――皇気は女仙の心を拐かす。
皇帝ベルゼフリートの傍らに寝そべるリアはその昔、ヘルガが口にしていた言葉を思い出す。
一介の側女に過ぎないリアが、ベルゼフリートと同衾の僥倖に恵まれたのは奇跡だった。
血酒の仙薬を賜り、不老不病の女仙となったリアだが、皇気の正体をついぞ知らぬまま、後宮で過ごした。
妃や女官の会話から、皇帝の肉体には特別な力が宿っていると何度か耳にしていた。女仙でありながら、リアは皇気の気配を感じられなかった。だが、処女でなくなった今、リアはベルゼフリートの玉体から発せられる皇気を実感していた。
皇気とは目に見えるものではなかった。
言葉では言い表せない不可思議な気配。魂でのみ感受できる霊圧とヘルガは呼んでいた。
(ヘルガ妃殿下の言葉が今の私には分かります)
女仙が穢れを引き受け、清められた皇帝の御魂は光輝を増す。
歴代の女仙は、こうして破壊者ルティヤの転生体を祀り、封じ込めてきたのだ。
本来ならば、妃にしか許されぬ伽役の一助となれた。リアがベルゼフリートに寄せる愛敬の念はいっそう深まった。
(不釣り合いなのは私自身が一番分かっています。⋯⋯でも、陛下は⋯⋯それでも⋯⋯お情けをくださった。だから、精一杯、私は尽くしたい)
リアは唯一の肉親である祖父に孝行したかった。
帝国軍の尊敬を集めるウィリバルト将軍。士官学校の門を潜らず、一兵卒から将官になった熟達の名将と知られる。
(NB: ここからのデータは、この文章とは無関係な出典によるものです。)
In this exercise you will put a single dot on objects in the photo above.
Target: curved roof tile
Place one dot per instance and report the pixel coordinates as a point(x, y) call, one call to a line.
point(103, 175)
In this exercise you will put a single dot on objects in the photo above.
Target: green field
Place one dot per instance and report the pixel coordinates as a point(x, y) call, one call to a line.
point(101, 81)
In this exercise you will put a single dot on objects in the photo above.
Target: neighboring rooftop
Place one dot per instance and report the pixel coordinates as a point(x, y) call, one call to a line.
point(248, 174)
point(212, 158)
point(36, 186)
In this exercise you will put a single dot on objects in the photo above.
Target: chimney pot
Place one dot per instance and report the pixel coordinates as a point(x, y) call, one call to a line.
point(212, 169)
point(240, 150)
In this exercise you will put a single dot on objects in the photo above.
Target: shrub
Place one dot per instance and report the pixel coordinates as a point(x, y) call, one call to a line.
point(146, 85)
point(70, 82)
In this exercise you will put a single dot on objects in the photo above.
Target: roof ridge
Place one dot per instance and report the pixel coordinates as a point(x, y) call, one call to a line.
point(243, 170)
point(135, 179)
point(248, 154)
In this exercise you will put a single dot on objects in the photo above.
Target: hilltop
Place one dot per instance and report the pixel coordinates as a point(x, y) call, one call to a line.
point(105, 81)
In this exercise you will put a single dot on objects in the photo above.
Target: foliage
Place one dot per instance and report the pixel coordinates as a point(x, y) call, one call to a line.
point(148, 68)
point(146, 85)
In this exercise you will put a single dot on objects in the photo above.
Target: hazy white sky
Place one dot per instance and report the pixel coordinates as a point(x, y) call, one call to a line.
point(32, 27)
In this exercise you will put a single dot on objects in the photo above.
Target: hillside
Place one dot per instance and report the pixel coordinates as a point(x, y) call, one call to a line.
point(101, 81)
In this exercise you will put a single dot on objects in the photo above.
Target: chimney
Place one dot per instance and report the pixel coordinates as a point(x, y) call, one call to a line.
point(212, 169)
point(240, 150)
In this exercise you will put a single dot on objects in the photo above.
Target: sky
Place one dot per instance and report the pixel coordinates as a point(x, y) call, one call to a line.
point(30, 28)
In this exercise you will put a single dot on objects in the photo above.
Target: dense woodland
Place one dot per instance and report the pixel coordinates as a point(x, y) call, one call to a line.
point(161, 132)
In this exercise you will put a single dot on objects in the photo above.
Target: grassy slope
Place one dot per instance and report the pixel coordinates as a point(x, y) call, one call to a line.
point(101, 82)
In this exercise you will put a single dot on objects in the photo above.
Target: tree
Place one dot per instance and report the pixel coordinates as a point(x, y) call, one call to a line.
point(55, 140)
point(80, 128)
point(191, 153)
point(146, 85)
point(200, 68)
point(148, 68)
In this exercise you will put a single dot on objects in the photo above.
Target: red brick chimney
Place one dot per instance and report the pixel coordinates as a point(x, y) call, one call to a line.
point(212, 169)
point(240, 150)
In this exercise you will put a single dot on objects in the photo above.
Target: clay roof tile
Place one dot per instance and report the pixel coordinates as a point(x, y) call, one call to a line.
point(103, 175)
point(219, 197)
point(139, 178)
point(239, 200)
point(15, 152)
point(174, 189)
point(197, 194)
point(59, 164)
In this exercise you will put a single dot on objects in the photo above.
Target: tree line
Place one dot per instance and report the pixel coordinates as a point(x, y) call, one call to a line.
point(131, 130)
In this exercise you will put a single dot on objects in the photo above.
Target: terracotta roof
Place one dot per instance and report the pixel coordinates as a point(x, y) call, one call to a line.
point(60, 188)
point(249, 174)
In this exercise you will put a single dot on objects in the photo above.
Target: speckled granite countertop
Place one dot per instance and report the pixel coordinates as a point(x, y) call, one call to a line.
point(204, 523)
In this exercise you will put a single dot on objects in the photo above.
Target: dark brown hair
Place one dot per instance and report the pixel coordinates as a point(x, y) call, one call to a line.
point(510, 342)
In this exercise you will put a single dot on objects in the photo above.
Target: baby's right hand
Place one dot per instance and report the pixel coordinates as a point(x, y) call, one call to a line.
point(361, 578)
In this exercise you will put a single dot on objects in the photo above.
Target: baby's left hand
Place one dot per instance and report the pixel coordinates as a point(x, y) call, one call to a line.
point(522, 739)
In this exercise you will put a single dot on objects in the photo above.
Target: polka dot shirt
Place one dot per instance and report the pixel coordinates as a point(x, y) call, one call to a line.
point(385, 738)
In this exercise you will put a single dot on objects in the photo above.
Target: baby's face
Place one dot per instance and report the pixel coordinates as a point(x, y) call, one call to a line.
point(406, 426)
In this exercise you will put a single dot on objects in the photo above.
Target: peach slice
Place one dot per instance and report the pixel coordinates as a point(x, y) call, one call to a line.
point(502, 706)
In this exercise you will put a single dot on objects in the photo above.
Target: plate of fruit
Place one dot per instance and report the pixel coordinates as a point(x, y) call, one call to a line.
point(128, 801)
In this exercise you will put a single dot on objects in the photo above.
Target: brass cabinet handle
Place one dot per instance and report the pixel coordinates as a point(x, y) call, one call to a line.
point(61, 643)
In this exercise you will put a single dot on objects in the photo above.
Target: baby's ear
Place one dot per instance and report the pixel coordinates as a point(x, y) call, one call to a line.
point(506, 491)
一兵卒の時代、魑魅魍魎が跋扈する旧帝都ヴィシュテルで、死恐帝を鎮めたアレキサンダーと共に戦った勇名は、広く知られている。
――廃都ヴィシュテル奪還戦。
英雄級の力を持つ猛者ですら瀕死の深手を負う死闘だった。
災禍は終焉した。だが、帝国軍の受けた被害は甚大だった。常人の集まりでしかない帝国軍の生存者は一握り。義軍として加わった冒険者や魔狩人のほとんどが戦死していた。
その当時、帝国軍の最高指揮官だった先代ケーデンバウアー侯爵も戦死している。
(⋯⋯祖父に曾孫を⋯⋯たくさんの子供を見せてあげたい。私は欲張りなのでしょうか⋯⋯?)
犬耳の側女は眠っている幼帝を抱きしめる。
女仙となる前、祖父から軍人に志願した動機を聞かされた。
――民が死ぬような国であってほしくない。
死恐帝の時代、帝国軍新兵の死傷率は五割を超えていた。旧帝都ヴィシュテルの師団に所属した者は、生きて帰れないとまで言われた。しかし、リアの祖父は死地の配属を望んだ。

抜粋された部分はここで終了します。